Reading just for fun!

the-daily-5-second-edition(1)I have been interested in the Daily 5 / CAFE approach to literacy for some time now. (I am currently reading the second edition of the book). My interest was sparked by conversations in my twitter-feed and the 2 sisters (Gail Boushey and Joan Moser) were presenters at the ALEA conference 2015 (although I was unable to attend the session).

Daily 5 is aimed at the primary classroom and I can see how it works in that environment because the class spends a great deal of the day with the same teacher. I am a high school English teacher! So, my challenge has been making the concept work in secondary environment. I see my class three times a week (2 doubles and a single) so the idea of ‘daily’ goes out the window. But surely even a weekly approach would be better than not at all?!?

We do Read to Self  every double for 15 minutes (I call it silent reading). I also ask students to read for 15 minutes a night for homework (my students know how I feel about homework). Now that we have finished a term of writer’s notebook I am also happy for students to Work on Writing in this time. (Although I am working towards having 10 minutes of each in each session).

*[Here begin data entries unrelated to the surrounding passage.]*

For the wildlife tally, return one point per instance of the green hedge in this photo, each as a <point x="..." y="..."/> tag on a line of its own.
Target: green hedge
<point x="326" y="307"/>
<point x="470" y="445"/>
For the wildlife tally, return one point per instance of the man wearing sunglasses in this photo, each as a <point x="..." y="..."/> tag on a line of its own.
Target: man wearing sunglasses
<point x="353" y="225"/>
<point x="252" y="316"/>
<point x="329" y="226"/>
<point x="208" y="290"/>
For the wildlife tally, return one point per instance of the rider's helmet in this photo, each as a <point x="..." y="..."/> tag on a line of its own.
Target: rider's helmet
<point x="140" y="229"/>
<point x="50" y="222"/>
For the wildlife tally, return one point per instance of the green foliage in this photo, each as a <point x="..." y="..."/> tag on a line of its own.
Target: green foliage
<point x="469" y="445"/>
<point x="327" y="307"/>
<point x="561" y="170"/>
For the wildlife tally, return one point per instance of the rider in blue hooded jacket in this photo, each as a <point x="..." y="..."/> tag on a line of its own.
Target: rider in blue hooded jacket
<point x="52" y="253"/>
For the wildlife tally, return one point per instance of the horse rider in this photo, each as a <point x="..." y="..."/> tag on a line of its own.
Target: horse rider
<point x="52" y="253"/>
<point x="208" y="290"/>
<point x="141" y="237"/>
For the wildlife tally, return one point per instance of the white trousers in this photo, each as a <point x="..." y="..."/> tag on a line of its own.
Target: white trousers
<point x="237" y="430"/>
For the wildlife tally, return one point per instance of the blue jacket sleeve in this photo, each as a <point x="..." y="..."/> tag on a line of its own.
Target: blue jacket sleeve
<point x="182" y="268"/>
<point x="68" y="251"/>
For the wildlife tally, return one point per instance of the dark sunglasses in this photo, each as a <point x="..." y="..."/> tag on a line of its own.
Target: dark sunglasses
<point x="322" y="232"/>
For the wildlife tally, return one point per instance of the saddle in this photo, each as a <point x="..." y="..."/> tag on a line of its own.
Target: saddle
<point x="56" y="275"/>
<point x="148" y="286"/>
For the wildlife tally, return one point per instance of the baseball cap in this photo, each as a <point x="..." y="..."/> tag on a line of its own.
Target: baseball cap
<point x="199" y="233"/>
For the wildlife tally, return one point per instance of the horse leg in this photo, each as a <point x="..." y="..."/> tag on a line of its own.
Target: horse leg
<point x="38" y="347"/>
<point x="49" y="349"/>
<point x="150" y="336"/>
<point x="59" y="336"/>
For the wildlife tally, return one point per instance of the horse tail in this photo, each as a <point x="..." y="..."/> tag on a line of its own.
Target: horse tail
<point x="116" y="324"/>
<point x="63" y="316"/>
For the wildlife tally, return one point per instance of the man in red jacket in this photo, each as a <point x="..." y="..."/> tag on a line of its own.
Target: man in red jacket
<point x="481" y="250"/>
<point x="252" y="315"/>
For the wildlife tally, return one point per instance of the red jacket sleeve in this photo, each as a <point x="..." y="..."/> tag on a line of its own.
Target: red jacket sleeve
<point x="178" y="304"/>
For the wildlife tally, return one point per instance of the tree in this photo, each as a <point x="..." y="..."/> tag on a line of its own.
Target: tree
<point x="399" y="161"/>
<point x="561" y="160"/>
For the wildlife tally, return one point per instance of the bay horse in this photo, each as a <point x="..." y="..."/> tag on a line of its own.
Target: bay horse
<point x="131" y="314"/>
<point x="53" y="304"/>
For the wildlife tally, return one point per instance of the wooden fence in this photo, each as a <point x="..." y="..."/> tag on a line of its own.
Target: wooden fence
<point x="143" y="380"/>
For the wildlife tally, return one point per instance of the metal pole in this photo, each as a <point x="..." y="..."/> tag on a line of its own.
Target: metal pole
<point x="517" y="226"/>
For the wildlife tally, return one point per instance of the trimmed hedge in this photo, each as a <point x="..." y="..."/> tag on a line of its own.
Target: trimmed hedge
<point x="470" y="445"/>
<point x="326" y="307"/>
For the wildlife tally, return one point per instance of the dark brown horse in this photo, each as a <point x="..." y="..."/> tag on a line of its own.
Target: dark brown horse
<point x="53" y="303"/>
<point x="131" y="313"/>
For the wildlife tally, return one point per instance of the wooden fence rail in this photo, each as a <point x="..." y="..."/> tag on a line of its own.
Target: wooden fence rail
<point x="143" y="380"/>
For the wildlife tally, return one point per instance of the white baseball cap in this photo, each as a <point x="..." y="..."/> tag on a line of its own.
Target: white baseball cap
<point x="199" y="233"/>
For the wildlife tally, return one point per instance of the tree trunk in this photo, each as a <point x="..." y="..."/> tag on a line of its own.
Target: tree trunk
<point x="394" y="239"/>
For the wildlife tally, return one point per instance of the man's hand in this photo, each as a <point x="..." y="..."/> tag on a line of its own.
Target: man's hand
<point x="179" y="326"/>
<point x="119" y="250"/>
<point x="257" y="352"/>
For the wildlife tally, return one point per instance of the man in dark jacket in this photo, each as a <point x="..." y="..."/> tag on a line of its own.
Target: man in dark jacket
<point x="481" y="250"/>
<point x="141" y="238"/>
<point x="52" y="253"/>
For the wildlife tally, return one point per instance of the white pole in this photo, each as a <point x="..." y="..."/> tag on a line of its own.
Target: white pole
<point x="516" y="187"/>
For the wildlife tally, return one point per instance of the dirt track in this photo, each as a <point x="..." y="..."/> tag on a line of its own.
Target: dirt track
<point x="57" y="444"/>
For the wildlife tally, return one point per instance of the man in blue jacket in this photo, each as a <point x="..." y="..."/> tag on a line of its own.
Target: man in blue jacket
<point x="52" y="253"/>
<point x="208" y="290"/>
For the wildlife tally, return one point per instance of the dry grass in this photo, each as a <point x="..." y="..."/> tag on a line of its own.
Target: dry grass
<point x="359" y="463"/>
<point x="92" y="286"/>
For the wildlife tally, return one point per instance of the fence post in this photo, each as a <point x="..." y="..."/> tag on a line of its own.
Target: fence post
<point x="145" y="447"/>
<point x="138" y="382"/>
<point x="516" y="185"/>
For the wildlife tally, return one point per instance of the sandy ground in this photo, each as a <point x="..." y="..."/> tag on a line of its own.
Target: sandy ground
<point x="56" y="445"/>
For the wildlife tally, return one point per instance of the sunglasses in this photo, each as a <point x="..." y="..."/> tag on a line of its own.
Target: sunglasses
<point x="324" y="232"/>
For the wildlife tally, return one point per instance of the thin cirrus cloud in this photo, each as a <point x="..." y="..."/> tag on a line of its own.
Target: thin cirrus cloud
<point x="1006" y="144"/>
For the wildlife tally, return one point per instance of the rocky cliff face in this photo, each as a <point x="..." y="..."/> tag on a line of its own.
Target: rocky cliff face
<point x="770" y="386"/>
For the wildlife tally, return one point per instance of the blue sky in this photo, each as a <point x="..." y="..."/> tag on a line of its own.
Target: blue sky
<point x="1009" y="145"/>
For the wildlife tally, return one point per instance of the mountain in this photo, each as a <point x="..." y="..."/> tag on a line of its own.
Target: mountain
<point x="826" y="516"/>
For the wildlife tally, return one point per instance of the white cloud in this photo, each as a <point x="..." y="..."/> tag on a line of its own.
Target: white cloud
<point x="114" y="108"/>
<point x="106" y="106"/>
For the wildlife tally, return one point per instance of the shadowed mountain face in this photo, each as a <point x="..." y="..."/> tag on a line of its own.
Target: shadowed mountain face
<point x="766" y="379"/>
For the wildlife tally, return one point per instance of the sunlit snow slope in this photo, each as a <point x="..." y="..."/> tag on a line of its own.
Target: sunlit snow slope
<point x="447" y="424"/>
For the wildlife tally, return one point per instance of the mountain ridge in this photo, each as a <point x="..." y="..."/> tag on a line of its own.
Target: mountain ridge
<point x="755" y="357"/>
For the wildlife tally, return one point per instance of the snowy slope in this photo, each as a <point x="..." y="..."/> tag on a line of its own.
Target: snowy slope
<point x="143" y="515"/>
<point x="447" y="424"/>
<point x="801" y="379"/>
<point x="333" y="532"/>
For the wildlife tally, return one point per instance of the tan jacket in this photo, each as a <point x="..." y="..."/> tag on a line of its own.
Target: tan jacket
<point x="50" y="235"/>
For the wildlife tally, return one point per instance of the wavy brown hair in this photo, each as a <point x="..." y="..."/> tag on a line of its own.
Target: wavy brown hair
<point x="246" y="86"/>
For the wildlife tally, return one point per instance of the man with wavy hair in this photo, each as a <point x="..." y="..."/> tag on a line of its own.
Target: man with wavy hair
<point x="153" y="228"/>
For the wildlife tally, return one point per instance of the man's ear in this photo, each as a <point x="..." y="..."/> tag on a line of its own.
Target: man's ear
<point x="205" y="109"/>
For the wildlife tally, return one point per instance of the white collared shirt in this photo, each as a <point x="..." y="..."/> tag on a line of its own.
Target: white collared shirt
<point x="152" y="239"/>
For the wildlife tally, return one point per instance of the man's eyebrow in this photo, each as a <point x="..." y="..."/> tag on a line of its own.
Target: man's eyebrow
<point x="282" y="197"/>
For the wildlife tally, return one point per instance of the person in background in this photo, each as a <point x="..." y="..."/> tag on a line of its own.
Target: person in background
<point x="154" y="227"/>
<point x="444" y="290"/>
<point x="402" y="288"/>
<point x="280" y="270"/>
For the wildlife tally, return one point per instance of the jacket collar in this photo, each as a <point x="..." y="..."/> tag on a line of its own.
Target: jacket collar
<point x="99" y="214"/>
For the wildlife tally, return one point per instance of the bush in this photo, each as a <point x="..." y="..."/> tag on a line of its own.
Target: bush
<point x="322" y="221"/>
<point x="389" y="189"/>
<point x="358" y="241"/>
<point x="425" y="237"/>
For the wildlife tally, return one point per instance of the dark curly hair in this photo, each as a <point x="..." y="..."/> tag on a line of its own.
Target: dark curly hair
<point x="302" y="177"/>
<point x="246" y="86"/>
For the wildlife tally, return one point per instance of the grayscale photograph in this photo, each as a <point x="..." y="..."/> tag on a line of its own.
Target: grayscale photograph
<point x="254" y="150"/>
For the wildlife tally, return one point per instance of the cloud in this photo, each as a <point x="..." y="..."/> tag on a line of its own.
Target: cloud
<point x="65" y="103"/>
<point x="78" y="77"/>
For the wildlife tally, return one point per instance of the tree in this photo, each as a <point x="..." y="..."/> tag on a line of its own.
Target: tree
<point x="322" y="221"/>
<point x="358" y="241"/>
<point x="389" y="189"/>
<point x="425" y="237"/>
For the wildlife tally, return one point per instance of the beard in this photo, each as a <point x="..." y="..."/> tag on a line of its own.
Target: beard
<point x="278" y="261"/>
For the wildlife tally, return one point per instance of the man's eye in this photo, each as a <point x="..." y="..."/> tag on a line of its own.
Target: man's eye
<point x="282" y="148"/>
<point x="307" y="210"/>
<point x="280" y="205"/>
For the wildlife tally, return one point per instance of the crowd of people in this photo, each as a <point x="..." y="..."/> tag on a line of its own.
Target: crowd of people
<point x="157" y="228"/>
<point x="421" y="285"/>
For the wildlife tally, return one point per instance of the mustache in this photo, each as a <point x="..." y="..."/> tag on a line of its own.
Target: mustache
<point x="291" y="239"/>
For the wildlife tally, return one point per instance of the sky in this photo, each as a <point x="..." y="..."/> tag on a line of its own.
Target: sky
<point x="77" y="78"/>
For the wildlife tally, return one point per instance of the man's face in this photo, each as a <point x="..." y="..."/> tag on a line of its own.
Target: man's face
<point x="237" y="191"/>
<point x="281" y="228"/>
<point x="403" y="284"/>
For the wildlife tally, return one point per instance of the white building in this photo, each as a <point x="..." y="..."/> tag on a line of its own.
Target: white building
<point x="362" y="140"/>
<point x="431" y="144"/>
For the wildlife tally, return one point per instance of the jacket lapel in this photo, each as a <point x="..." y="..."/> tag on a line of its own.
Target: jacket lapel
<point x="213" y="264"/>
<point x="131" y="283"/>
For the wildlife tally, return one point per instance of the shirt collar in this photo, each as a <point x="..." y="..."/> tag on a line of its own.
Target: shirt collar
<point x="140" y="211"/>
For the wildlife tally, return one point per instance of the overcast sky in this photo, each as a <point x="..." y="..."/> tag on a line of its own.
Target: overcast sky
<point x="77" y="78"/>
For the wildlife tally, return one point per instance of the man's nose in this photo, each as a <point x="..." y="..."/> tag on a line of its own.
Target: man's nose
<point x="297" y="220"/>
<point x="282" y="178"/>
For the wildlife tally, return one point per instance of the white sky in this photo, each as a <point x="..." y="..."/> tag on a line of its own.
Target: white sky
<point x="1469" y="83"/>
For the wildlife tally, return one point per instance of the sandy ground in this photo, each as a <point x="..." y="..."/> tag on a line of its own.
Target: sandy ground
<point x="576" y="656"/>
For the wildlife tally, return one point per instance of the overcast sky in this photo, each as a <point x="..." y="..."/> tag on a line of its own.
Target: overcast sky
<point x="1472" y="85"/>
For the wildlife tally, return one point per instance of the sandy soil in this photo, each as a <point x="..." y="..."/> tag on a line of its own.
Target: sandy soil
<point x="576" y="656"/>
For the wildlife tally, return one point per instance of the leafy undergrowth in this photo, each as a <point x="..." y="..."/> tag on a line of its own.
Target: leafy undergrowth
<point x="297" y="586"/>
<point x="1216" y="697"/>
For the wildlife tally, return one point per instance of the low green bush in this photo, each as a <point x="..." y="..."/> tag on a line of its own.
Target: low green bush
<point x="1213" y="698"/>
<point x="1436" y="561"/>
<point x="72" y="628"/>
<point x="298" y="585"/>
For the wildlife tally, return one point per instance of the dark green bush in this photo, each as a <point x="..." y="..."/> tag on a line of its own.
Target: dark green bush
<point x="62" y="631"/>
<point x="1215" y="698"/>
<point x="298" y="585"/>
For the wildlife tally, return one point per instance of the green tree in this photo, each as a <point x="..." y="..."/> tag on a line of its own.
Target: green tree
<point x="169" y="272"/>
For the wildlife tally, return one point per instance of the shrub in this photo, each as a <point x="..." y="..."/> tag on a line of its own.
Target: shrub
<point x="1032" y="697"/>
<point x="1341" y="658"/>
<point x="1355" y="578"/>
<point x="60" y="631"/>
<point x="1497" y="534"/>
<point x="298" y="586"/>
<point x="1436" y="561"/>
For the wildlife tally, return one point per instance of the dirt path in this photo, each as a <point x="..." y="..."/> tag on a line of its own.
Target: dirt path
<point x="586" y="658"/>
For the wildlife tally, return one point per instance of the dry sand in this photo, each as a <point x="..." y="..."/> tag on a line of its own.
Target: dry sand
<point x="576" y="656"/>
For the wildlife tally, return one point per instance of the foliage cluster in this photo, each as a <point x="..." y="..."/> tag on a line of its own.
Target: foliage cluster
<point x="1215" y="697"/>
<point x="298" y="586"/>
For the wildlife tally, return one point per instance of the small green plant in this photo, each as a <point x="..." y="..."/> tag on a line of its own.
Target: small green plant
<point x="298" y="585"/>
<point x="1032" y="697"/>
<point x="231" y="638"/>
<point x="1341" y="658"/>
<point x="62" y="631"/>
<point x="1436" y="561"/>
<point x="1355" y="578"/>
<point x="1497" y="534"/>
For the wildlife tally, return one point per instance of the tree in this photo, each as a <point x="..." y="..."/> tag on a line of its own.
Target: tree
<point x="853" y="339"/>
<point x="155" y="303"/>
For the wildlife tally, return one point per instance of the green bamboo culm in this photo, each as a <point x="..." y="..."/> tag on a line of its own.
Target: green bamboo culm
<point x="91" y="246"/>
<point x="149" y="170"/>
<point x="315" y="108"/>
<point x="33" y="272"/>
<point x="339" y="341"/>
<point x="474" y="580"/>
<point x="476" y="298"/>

My recent thoughts have been around how to ‘fit in’ Listen to Reading. I have tried class novels before with mixed success. Sometimes the gap of days between seeing the class means they totally forget what we have read. This year I have been trying to promote enjoyment of reading. In year 8 we read our close study novel in class … whole periods, until we finished. In year 9 we read chapters in class and chapters at home … a kind of shared reading … but always had a round table discussion of what we had read. They didn’t do chapter questions or a multi-component assignment.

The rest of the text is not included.